Trump described catch and release as a liberal Democratic law. But the history shows it’s a collection of policies, court precedents, executive actions and federal statutes spanning more than 20 years, cobbled together throughout Democratic and Republican administrations, including his own.

The practice of releasing immigrants came to prominence while Bush was in the White House, not out of ideological conviction so much as practical necessity — there was no space to house all the people awaiting immigration hearings. That Democrats may support parts of catch and release is not evidence that they came up with these policies in the first place.

A White House official pointed out that the Flores settlement came about during Clinton’s administration, but that’s only one piece of the puzzle. Catch and release encompasses more than just children.
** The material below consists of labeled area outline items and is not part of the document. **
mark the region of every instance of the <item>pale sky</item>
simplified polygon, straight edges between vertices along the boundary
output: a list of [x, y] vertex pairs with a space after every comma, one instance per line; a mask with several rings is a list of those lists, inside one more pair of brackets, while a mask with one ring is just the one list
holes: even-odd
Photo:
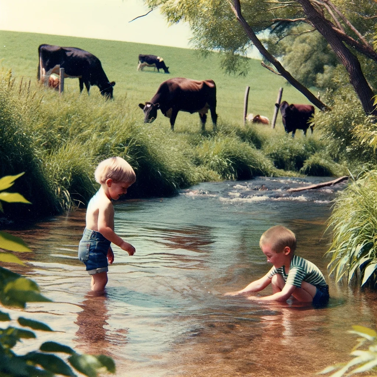
[[188, 48], [188, 25], [169, 26], [143, 0], [0, 0], [0, 30]]

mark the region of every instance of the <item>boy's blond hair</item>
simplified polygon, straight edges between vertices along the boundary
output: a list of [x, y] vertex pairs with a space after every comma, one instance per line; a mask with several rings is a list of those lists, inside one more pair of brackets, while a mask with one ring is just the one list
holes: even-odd
[[288, 246], [292, 253], [296, 250], [296, 236], [294, 233], [282, 225], [276, 225], [267, 229], [262, 235], [259, 240], [261, 248], [268, 244], [271, 249], [276, 253], [281, 253]]
[[110, 178], [115, 182], [132, 184], [136, 175], [131, 165], [121, 157], [110, 157], [100, 162], [94, 172], [96, 182], [102, 184]]

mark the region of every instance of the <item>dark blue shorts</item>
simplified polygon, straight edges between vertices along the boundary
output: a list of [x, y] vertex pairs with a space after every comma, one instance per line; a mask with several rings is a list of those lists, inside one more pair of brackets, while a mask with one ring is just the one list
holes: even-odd
[[313, 297], [313, 306], [314, 308], [323, 308], [328, 303], [330, 295], [329, 294], [328, 285], [316, 285], [317, 291]]
[[78, 259], [89, 275], [109, 271], [107, 251], [111, 243], [99, 232], [85, 228], [78, 245]]

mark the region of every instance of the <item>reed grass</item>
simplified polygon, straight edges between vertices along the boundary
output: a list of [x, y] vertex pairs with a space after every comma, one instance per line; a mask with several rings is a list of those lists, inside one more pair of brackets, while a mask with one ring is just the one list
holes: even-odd
[[354, 276], [362, 285], [376, 280], [377, 170], [365, 172], [337, 198], [328, 220], [333, 234], [326, 254], [330, 273], [339, 281]]

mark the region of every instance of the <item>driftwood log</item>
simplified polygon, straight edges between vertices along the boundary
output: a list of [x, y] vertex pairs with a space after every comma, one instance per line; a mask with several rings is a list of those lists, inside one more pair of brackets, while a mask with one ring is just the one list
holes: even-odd
[[334, 181], [329, 181], [327, 182], [323, 182], [317, 185], [311, 185], [310, 186], [305, 186], [303, 187], [297, 187], [297, 188], [288, 188], [287, 191], [292, 192], [294, 191], [302, 191], [304, 190], [313, 190], [314, 188], [320, 188], [321, 187], [326, 187], [326, 186], [333, 186], [333, 185], [342, 182], [348, 179], [348, 175], [344, 175], [342, 177], [339, 177]]

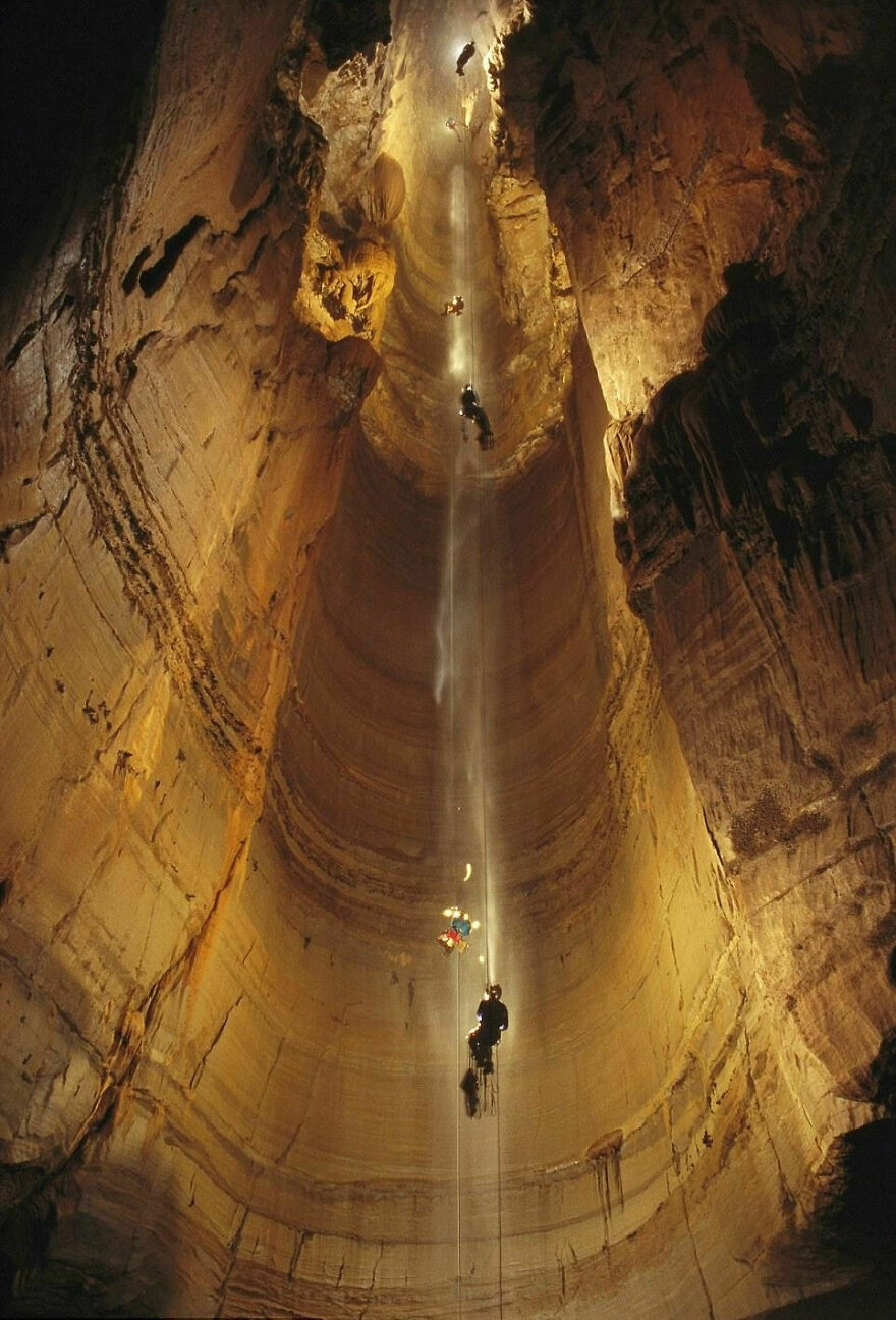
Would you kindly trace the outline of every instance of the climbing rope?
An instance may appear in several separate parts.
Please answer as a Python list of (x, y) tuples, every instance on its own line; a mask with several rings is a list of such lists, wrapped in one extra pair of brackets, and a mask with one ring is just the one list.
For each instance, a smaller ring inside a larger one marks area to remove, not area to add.
[[(476, 381), (476, 297), (475, 297), (475, 284), (474, 284), (474, 271), (472, 271), (472, 255), (471, 255), (471, 231), (472, 231), (472, 215), (471, 215), (471, 187), (470, 177), (472, 170), (471, 161), (471, 145), (470, 145), (470, 129), (466, 123), (464, 106), (462, 84), (458, 81), (457, 88), (457, 112), (455, 112), (455, 125), (459, 125), (459, 133), (462, 135), (462, 158), (463, 158), (463, 297), (464, 297), (464, 310), (467, 315), (467, 343), (468, 343), (468, 359), (466, 363), (466, 379), (472, 385), (475, 391)], [(462, 417), (461, 422), (462, 437), (467, 440), (467, 418)], [(480, 816), (480, 841), (482, 841), (482, 899), (483, 899), (483, 924), (482, 936), (484, 939), (484, 969), (486, 969), (486, 983), (491, 986), (492, 983), (492, 960), (491, 960), (491, 945), (490, 945), (490, 932), (491, 932), (491, 894), (488, 882), (488, 810), (487, 810), (487, 797), (486, 797), (486, 750), (487, 750), (487, 729), (488, 729), (488, 706), (487, 706), (487, 678), (486, 678), (486, 659), (487, 659), (487, 630), (486, 630), (486, 568), (484, 568), (484, 463), (483, 463), (483, 447), (480, 445), (480, 455), (478, 463), (478, 479), (476, 479), (476, 503), (475, 503), (475, 519), (476, 519), (476, 570), (474, 574), (467, 576), (476, 583), (479, 593), (479, 785), (480, 785), (480, 800), (479, 800), (479, 816)], [(447, 589), (449, 589), (449, 810), (451, 814), (450, 824), (450, 853), (451, 853), (451, 866), (454, 871), (454, 906), (461, 907), (459, 896), (459, 859), (458, 859), (458, 803), (457, 803), (457, 772), (455, 772), (455, 756), (457, 756), (457, 735), (455, 735), (455, 556), (457, 556), (457, 499), (458, 499), (458, 451), (451, 447), (450, 465), (449, 465), (449, 572), (447, 572)], [(468, 866), (468, 863), (467, 863)], [(455, 1015), (458, 1022), (458, 1052), (461, 1068), (464, 1068), (466, 1061), (461, 1060), (461, 1053), (468, 1052), (468, 1044), (466, 1036), (461, 1030), (461, 961), (458, 958), (455, 964)], [(478, 1080), (480, 1084), (480, 1104), (476, 1110), (479, 1115), (491, 1114), (496, 1121), (496, 1188), (497, 1188), (497, 1315), (503, 1317), (504, 1315), (504, 1234), (503, 1234), (503, 1208), (501, 1208), (501, 1131), (500, 1131), (500, 1105), (499, 1105), (499, 1086), (497, 1086), (497, 1048), (492, 1047), (492, 1067), (494, 1072), (484, 1074), (479, 1068), (476, 1069)], [(457, 1181), (457, 1288), (458, 1288), (458, 1316), (463, 1315), (463, 1275), (462, 1275), (462, 1193), (461, 1193), (461, 1105), (457, 1106), (457, 1129), (455, 1129), (455, 1181)]]
[[(467, 308), (470, 312), (470, 384), (476, 387), (476, 297), (475, 297), (475, 280), (470, 252), (470, 234), (472, 230), (472, 215), (471, 215), (471, 197), (470, 197), (470, 176), (472, 173), (471, 168), (471, 148), (470, 148), (470, 128), (466, 123), (466, 115), (463, 115), (463, 106), (461, 106), (459, 121), (463, 124), (463, 210), (464, 210), (464, 226), (463, 226), (463, 248), (464, 248), (464, 282), (467, 290)], [(491, 986), (492, 983), (492, 962), (491, 962), (491, 894), (488, 884), (488, 804), (486, 797), (486, 748), (487, 743), (487, 730), (488, 730), (488, 706), (487, 706), (487, 647), (486, 647), (486, 561), (484, 561), (484, 537), (483, 537), (483, 524), (484, 524), (484, 450), (479, 449), (479, 471), (476, 482), (476, 556), (478, 556), (478, 590), (479, 590), (479, 788), (480, 788), (480, 832), (482, 832), (482, 883), (483, 883), (483, 937), (486, 941), (486, 983)], [(499, 1317), (504, 1316), (504, 1232), (503, 1232), (503, 1209), (501, 1209), (501, 1115), (500, 1115), (500, 1086), (499, 1086), (499, 1072), (497, 1072), (497, 1055), (499, 1047), (492, 1047), (492, 1067), (494, 1073), (491, 1073), (483, 1088), (482, 1093), (482, 1107), (480, 1113), (491, 1113), (495, 1115), (495, 1143), (496, 1143), (496, 1188), (497, 1188), (497, 1313)]]

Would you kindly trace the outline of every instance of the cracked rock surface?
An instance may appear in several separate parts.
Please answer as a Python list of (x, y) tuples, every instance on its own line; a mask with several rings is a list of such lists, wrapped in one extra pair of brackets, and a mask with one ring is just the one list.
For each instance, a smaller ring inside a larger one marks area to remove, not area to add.
[(889, 7), (150, 9), (0, 304), (3, 1312), (888, 1313)]

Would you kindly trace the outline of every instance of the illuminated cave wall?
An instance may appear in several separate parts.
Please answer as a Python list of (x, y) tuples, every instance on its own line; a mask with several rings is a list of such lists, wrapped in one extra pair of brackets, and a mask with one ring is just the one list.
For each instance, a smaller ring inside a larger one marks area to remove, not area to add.
[(4, 252), (4, 1312), (885, 1308), (888, 8), (94, 21)]

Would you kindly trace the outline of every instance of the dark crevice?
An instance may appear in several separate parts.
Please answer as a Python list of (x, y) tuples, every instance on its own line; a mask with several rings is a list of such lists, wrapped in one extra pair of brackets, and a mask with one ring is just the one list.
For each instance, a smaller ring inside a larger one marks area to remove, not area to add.
[[(183, 228), (179, 228), (177, 234), (172, 234), (170, 239), (165, 239), (165, 247), (162, 248), (162, 255), (158, 261), (146, 267), (143, 275), (139, 276), (137, 282), (140, 284), (144, 297), (152, 298), (154, 293), (158, 293), (161, 286), (165, 284), (165, 280), (177, 265), (181, 252), (183, 252), (187, 243), (195, 238), (203, 224), (207, 223), (208, 220), (205, 215), (194, 215), (191, 220), (187, 220)], [(128, 275), (129, 273), (131, 272), (128, 272)]]

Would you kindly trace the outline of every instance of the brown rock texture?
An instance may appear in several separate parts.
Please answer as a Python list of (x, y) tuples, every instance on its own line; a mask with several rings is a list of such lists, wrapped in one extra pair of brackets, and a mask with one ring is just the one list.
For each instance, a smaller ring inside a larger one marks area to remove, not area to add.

And it should be noted that Trump’s administration says a human trafficking prevention law also requires undocumented immigrant children from most countries to be released. That law was signed by Bush, a Republican.

Perhaps the strongest evidence that Trump’s claim is false comes from his own administration. A White House summary says catch and release policies “are the result of statutory and judicial obstacles.”

The president’s attempt to lay this all on Democrats fails to account for the significant contributions Republicans have made to catch and release, so his tweet earns Three Pinocchios.